Expectations are always high for a new Nesbo, but has the author tested our good will to breaking point by keeping his detective off stage for so long? While Harry is hors de combat, a ruthless murderer is killing police officers. The first to die is racked with guilt over a case he was unable to solve; the second victim has been unable to track down the man who raped and tortured a girl years before. Victims die in circumstances and locales very similar to those of the crimes with which they were involved.

The discovery of the second body comes during a night-time trip to a deserted ski hut by an employee of a ski lodge whose mind is on masturbation when he encounters a horrific discovery. It is this scene – a superb piece of suspense writing in the Thomas Harris vein – that answers the question as to whether or not there is a Hole-shaped hole in the narrative. When we finally meet Harry again he is teaching at a police academy in Oslo, his life and mental equilibrium as fraught as ever, though he seems to have his alcoholism in check. Nesbo piles problems on Harry's shoulders, including a false accusation of rape by an unstable female student.
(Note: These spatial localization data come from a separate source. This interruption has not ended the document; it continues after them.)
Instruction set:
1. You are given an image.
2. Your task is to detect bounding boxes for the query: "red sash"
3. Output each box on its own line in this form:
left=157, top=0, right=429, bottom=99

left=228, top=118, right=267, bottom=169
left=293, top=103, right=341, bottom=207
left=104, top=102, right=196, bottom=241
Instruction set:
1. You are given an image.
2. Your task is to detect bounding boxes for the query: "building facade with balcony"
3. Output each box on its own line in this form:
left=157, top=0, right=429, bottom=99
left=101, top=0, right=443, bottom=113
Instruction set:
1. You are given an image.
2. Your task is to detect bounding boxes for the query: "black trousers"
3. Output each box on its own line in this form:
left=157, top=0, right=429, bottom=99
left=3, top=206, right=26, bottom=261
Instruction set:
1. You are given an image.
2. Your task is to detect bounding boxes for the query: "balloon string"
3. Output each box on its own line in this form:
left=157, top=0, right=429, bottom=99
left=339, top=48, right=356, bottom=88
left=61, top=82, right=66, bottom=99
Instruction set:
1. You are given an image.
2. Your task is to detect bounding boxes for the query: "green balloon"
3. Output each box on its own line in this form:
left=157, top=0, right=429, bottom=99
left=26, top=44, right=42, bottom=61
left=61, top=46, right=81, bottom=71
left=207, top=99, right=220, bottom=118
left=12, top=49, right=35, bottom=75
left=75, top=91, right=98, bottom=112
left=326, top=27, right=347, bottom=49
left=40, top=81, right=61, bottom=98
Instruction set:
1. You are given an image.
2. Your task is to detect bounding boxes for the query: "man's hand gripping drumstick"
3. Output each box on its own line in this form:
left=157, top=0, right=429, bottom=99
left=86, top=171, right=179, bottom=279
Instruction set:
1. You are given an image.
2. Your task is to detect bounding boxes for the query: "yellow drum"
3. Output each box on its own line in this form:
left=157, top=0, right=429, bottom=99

Nesbo is concerned with notions of justice, guilt and the culpability of the police. Needless to say, Harry, with his already considerable residue of self-reproach, is the perfect conduit for this theme. Levels of violence remain fortissimo, and there is a new ratcheting up of heated sexual situations, in which ordinary sexual pleasure seems absent. It's in this area that Nesbo's detective suffers his most traumatic encounters – not with Harry's psychopathic opponent, but with his own desperate and shaming sexual feelings.